Given a solution [tex]y_1(x)=x^4[/tex], we can attempt to find another via reduction of order of the form [tex]y_2(x)=x^4v(x)[/tex]. This has derivatives
[tex]{y_2}'=4x^3v+x^4v'[/tex]
[tex]{y_2}''=12x^2v+8x^3v'+x^4v''[/tex]
Substituting into the ODE yields
[tex]x^2(x^4v''+8x^3v'+12x^2v)-7x(x^4v'+4x^3v)+16x^4v=0[/tex]
[tex]x^6v''+(8x^5-7x^5)v'+(12x^4-28x^4+16x^4)v=0[/tex]
[tex]x^6v''+x^5v'=0[/tex]
Now letting [tex]u(x)=v'(x)[/tex], so that [tex]u'(x)=v''(x)[/tex], you end up with the ODE linear in [tex]u[/tex]
[tex]x^6u'+x^5u=0[/tex]
Assuming [tex]x\neq0[/tex] (which is reasonable, since [tex]x=0[/tex] is a singular point), you can divide through by [tex]x^5[/tex] and end up with
[tex]xu'+u=(xu)'=0[/tex]
and integrating both sides with respect to [tex]x[/tex] gives
[tex]xu=C_1\implies u=\dfrac{C_1}x[/tex]
Back-substitute to solve for [tex]v[/tex]:
[tex]v'=\dfrac{C_1}x\implies v=C_1\ln|x|+C_2[/tex]
and again to solve for [tex]y[/tex]:
[tex]y=x^4v\implies \dfrac y{x^4}=C_1\ln|x|+C_2[/tex]
[tex]\implies y=C_1\underbrace{x^4\ln|x|}_{y_2}+C_2\underbrace{x^4}_{y_1}[/tex]
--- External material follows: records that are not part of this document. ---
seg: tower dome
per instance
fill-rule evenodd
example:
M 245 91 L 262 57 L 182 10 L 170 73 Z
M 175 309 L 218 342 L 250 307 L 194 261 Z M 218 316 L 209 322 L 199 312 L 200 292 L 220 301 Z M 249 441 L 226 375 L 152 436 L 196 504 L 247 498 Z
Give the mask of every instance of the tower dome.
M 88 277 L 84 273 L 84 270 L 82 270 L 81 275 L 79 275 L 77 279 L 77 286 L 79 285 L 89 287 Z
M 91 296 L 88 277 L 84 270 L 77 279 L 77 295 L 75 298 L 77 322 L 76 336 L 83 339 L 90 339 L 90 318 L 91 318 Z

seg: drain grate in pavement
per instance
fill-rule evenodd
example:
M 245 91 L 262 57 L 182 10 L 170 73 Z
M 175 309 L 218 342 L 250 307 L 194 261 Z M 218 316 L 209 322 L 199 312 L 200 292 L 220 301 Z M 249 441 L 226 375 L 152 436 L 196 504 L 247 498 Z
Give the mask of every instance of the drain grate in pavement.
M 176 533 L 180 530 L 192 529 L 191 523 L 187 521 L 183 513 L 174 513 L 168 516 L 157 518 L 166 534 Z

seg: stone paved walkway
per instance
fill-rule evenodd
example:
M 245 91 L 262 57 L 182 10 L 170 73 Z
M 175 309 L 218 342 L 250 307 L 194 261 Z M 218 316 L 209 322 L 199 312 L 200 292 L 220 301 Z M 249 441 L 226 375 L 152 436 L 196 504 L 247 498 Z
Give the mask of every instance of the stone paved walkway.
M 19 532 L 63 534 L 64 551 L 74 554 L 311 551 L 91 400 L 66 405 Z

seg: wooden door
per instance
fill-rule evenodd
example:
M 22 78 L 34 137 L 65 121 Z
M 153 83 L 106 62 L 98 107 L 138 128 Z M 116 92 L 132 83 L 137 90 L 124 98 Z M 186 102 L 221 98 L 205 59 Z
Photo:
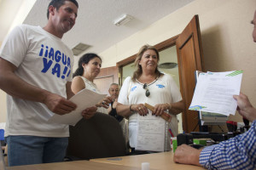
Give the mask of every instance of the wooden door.
M 101 69 L 100 74 L 94 79 L 94 83 L 98 89 L 108 95 L 110 84 L 113 82 L 119 83 L 119 69 L 116 66 Z
M 185 102 L 183 128 L 186 133 L 198 131 L 198 112 L 189 110 L 195 88 L 195 71 L 203 70 L 203 53 L 198 15 L 195 15 L 176 40 L 179 82 Z

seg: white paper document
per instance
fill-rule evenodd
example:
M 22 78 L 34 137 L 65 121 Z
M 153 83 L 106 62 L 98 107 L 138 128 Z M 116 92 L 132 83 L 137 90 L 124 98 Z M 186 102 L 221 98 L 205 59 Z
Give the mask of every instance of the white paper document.
M 200 73 L 189 110 L 235 115 L 242 71 Z
M 75 110 L 62 116 L 55 114 L 49 119 L 49 122 L 75 125 L 83 117 L 81 115 L 82 110 L 96 105 L 96 104 L 101 101 L 106 95 L 107 94 L 97 94 L 91 90 L 83 89 L 69 99 L 77 105 Z
M 148 110 L 146 116 L 138 115 L 137 136 L 136 150 L 164 151 L 166 121 L 161 117 L 152 116 Z

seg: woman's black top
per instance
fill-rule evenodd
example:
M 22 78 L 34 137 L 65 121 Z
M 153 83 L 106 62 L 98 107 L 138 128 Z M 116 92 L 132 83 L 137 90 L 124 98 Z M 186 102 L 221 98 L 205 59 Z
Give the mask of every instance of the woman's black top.
M 123 121 L 124 117 L 122 116 L 119 116 L 116 112 L 116 109 L 113 108 L 113 102 L 111 102 L 111 111 L 109 112 L 109 115 L 116 118 L 119 122 Z

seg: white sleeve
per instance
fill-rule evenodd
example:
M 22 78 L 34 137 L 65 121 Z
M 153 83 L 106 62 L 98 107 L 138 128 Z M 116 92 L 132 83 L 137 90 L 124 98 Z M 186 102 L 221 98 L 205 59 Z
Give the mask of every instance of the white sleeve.
M 131 76 L 128 76 L 127 78 L 125 78 L 122 88 L 120 89 L 120 93 L 119 95 L 119 99 L 118 99 L 118 102 L 123 105 L 129 105 L 129 101 L 127 99 L 127 95 L 128 95 L 128 88 L 130 86 L 130 82 L 131 82 Z
M 171 95 L 172 95 L 172 102 L 176 103 L 178 101 L 181 101 L 183 99 L 180 91 L 173 80 L 172 76 L 170 75 L 168 76 L 168 81 L 170 82 L 170 90 L 171 90 Z
M 23 61 L 29 43 L 23 31 L 23 26 L 16 26 L 3 41 L 0 57 L 19 66 Z

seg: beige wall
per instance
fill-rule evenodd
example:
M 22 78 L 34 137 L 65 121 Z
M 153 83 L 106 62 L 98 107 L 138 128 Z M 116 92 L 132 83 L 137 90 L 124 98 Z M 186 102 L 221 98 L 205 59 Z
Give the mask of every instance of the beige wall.
M 157 44 L 181 33 L 198 14 L 205 71 L 243 70 L 241 92 L 256 105 L 256 43 L 253 42 L 253 26 L 250 24 L 255 9 L 255 0 L 195 0 L 100 54 L 102 66 L 115 65 L 145 43 Z M 238 114 L 230 117 L 241 121 Z
M 195 14 L 199 15 L 205 70 L 243 70 L 241 91 L 256 105 L 256 43 L 252 31 L 255 0 L 195 0 L 130 37 L 99 54 L 102 67 L 114 66 L 136 54 L 145 43 L 157 44 L 182 32 Z M 157 12 L 157 11 L 155 11 Z M 0 93 L 0 122 L 6 114 L 5 94 Z M 2 109 L 3 108 L 3 109 Z M 3 116 L 5 117 L 5 116 Z M 232 117 L 234 119 L 234 117 Z M 241 120 L 239 116 L 235 120 Z

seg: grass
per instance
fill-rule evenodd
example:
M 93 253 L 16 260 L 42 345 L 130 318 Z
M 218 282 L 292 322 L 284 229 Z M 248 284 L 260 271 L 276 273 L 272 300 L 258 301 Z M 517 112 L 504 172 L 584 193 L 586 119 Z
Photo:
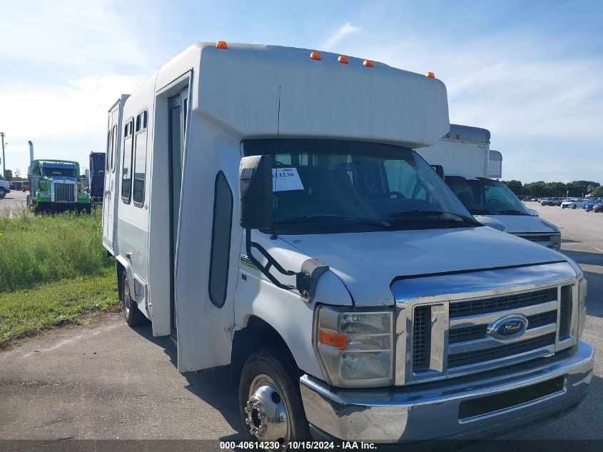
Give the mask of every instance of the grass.
M 78 276 L 0 294 L 0 349 L 41 331 L 76 323 L 87 313 L 116 311 L 120 306 L 115 271 L 111 268 L 93 277 Z
M 0 219 L 0 293 L 97 274 L 112 265 L 101 243 L 100 209 Z
M 0 348 L 45 329 L 119 307 L 101 209 L 0 219 Z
Alternatively, you can solve this ODE from scratch by employing the Euler substitution (which works because this equation is of the Cauchy-Euler type), [tex]t=\ln x[/tex]. You'll arrive at the same solution, but it doesn't hurt to know there's more than one way to solve this.